Perhaps the most interesting case of the 7 is Billy Mackenzie, who has been described as naturally outgoing and extraverted (Mack, the Life: The Psychology Of Billy Mackenzie and The Associates). It was not until the death of his mother that those around him described a noticeable change in his demeanor. During the last few months of his life, Mackenzie was diagnosed as clinically depressed and would succumb to a prescription drug overdose in his father’s shed.
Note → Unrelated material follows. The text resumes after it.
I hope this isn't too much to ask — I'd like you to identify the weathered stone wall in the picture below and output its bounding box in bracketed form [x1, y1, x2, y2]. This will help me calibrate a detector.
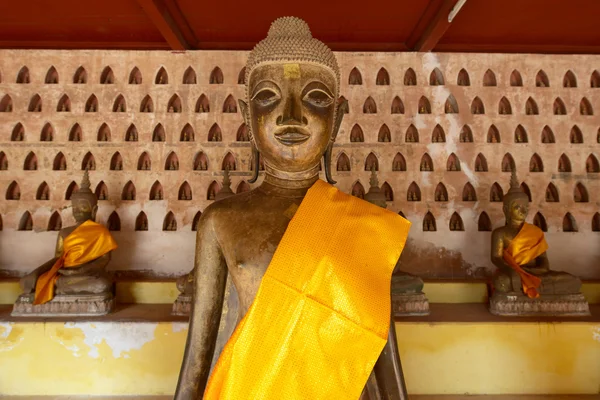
[0, 50, 600, 278]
Mackenzie’s case leaves room for in-depth analysis. While the means of doing so are not available to our group, it is worth analyzing Mackenzie’s lyrics of the songs he made between the time of the death of his mother and his suicide. Our prediction is that they would be low/negative. Had the death of Mackenzie’s mother not led to his suicide, Mackenzie would otherwise be another case of strong correlation. For the future, we believe analyzing lyrics down by time specific time periods (week/month/year/etc.) and cross-referencing them with events in the artist’s life would yield near 100% correlation.
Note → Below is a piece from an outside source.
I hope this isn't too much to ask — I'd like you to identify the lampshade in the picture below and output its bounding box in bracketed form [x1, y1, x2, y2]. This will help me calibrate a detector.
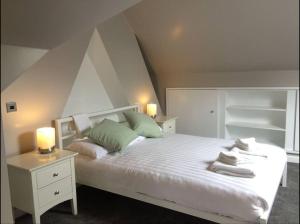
[147, 103, 157, 118]
[36, 127, 55, 153]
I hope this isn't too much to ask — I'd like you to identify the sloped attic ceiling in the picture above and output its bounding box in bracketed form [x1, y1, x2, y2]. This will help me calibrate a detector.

The other 3, with an average score of -0.08732, are examples of weak correlation (average age of 57 years old). Despite all 3 having a heavily documented history of drug abuse, they are alive. This raises another limitation in our study. Because we are sorting artists by quantitative data, there is qualitative data we do not have access to that would help us draw conclusions. Even though these artists who are alive have scores that are a lot lower than other artists who died to suicide or overdose, the quality of their life is difficult to express in our research. They could be functioning members of society or (more likely than not) struggle to maintain their mental health on a day-to-day basis.
Conclusion
We discovered that the majority of the artists who showed position emotions in their songs have a dark history of drug use and drug overdose that often lead them to their death. Even when their songs are happy and positive, it shows that there is no relationship between their drug use and their song lyrics.